BeyondJ Clustering with Hazelcast


Hazelcast (http:// is a library that makes it easy to share information between different Java applications and different JVMs. BeyondJ uses Hazelcast to power its clusters. Early on we made a design decision to adopt a shared-nothing approach and as such we had no need for master/slave cluster members. Every member of the cluster is created equal and we have no need for replication servers and all that jazz. Information between BeyondJ cluster members is shared by passing messages using the publish/subscribe pattern.

We can install BeyondJ on multiple machines and cluster the container by simply configuration Hazelcast discovery

 Each BeyondJ instance will publish each configuration change to the Hazelcast cluster, and all other instances will download and update their configuration and cache of services. That way each instance of BeyondJ on each machine will have the same relative configuration as any other, as well be able to launch any new applications discovered from the cluster configuration. So when we need to launch a new application into the cluster, we simply upload a jar or zip artefact to a single instance of BeyondJ. That instance will publish the artefact to be launched, including its configuration, to the cluster. All other cluster members will download the artefact and its configuration and launch instances of the application in their own JVMs. Once each instance finishes the launch, it publishes the URL of the local application to the cluster. In turn, all other instances will update their cache of services to include the newly launched application instance (across the cluster). The end result is that each instance will have the same number and version of known applications, and a cache of addresses via which those applications can be reached. Each instance of BeyondJ will then load balance across the cluster for each application.

This ensures that a request can come to any instance of BeyondJ in the cluster, and can be served from any instance within the cluster, according to the specified load balancing strategy.

So what is the end result? A single jar, which can be installed on multiple machines providing near unlimited scaling, service discovery, load balancing, clustering, high availability, location transparency, liveliness, self-healing, metrics and dash boards. Wew!

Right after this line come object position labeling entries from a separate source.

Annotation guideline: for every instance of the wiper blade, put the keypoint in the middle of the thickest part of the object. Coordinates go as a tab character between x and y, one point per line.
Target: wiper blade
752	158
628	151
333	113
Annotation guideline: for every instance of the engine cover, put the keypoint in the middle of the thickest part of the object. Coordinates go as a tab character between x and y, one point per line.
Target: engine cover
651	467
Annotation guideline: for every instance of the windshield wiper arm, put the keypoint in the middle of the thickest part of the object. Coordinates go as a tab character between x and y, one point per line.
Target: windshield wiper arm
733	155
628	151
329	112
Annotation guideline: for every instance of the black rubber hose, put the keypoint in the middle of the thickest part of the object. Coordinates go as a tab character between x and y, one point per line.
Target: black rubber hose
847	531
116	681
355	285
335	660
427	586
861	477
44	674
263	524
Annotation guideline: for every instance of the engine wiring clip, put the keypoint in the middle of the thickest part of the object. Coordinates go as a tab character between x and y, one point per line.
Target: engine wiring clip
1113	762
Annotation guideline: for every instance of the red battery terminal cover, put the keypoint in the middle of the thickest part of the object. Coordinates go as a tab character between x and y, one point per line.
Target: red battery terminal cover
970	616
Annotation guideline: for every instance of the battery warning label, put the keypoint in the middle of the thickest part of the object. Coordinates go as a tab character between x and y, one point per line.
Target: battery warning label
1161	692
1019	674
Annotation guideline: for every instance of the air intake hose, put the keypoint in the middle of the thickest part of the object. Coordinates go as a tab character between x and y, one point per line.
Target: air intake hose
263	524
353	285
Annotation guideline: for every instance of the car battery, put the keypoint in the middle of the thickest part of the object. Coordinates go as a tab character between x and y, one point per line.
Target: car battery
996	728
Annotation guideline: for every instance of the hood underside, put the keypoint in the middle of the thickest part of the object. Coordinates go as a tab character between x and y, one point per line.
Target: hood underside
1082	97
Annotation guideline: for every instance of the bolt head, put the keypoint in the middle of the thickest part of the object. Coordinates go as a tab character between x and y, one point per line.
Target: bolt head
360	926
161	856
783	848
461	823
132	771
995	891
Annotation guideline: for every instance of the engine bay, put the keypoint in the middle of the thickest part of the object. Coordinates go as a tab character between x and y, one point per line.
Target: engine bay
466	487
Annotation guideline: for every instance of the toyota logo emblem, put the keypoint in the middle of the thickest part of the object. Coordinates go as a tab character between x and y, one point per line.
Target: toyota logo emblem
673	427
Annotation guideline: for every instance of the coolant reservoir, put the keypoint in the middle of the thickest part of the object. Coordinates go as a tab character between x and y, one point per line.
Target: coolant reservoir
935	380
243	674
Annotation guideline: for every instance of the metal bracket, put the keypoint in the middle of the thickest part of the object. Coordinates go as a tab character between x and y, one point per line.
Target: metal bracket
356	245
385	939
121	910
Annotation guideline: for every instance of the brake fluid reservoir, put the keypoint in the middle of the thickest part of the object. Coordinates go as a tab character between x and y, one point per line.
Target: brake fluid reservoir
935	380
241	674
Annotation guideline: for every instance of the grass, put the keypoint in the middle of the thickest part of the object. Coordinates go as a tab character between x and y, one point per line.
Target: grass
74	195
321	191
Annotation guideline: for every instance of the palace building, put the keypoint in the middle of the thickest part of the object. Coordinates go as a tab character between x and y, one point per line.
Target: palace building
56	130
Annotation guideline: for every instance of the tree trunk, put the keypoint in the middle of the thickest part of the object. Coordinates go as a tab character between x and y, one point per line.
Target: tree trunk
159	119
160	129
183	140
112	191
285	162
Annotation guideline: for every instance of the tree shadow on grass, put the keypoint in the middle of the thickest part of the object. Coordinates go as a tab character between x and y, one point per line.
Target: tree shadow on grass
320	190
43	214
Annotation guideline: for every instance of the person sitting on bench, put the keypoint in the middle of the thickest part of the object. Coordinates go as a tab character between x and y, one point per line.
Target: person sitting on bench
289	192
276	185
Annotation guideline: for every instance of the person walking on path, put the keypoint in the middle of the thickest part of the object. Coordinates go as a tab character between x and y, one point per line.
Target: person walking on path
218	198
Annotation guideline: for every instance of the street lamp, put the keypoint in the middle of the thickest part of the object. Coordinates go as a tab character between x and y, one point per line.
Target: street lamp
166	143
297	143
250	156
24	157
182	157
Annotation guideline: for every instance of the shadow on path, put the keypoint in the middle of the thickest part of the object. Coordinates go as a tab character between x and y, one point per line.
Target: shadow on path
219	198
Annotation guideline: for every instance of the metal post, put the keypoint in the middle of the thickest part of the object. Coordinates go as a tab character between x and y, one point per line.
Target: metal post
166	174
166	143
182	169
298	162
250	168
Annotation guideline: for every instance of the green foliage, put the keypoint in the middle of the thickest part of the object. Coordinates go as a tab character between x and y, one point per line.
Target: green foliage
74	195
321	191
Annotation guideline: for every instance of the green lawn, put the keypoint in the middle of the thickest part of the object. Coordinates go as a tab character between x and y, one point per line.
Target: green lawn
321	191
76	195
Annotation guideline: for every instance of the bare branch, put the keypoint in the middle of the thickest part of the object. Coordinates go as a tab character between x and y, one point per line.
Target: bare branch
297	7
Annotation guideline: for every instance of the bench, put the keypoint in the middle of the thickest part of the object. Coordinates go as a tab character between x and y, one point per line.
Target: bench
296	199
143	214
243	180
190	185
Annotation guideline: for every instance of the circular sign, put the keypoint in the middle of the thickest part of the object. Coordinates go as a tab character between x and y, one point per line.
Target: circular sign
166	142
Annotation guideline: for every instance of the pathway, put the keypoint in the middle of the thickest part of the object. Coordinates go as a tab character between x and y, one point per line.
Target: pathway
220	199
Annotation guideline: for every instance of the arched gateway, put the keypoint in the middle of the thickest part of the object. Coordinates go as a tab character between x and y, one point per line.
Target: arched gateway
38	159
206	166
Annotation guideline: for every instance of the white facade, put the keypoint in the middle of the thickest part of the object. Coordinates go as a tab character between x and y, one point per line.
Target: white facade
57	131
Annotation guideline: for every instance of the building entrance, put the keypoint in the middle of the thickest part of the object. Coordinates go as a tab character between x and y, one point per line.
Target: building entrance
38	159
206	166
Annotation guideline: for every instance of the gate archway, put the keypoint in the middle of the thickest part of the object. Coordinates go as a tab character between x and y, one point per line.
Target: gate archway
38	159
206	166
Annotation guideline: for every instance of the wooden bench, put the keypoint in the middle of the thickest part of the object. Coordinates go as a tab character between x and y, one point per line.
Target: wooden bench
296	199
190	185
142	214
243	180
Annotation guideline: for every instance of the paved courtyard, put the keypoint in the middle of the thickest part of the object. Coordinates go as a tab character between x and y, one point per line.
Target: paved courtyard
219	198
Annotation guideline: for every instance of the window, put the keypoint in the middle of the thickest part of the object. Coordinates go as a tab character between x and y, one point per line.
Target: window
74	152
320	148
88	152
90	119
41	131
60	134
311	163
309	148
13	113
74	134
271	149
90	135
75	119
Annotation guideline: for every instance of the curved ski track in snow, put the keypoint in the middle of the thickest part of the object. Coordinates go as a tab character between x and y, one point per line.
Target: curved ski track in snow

Suppose we have written our application and now we want to deploy it to three machines to be accessed by 30 000 clients. To achieve high availability and liveliness we will deploy 10 000 instances per machine. We are going to launch a single JVM on each machine and deploy BeyondJ to each. Next, we will simply launch our browser and point it to an instance of BeyondJ installed on one of our three servers. We will then upload a jar or zip file of our application via the browser interface. We have the option to also upload an XML configuration file which would specify how many instances we need launched on each machine within our cluster (in this case 10 000 on each machine). We also have the option to specify the number of instances, among other options, within the browser interface. We will click deploy and voila, thats it. We will wait a few moments, and BeyondJ will launch for us 10 000 instances of our shiny micro service on each of our three servers. Immediately we will start getting reports and feedback on all 30 000 instances.

The number of our application instances is only limited by the amount of resources (memory, threads) available on each machine.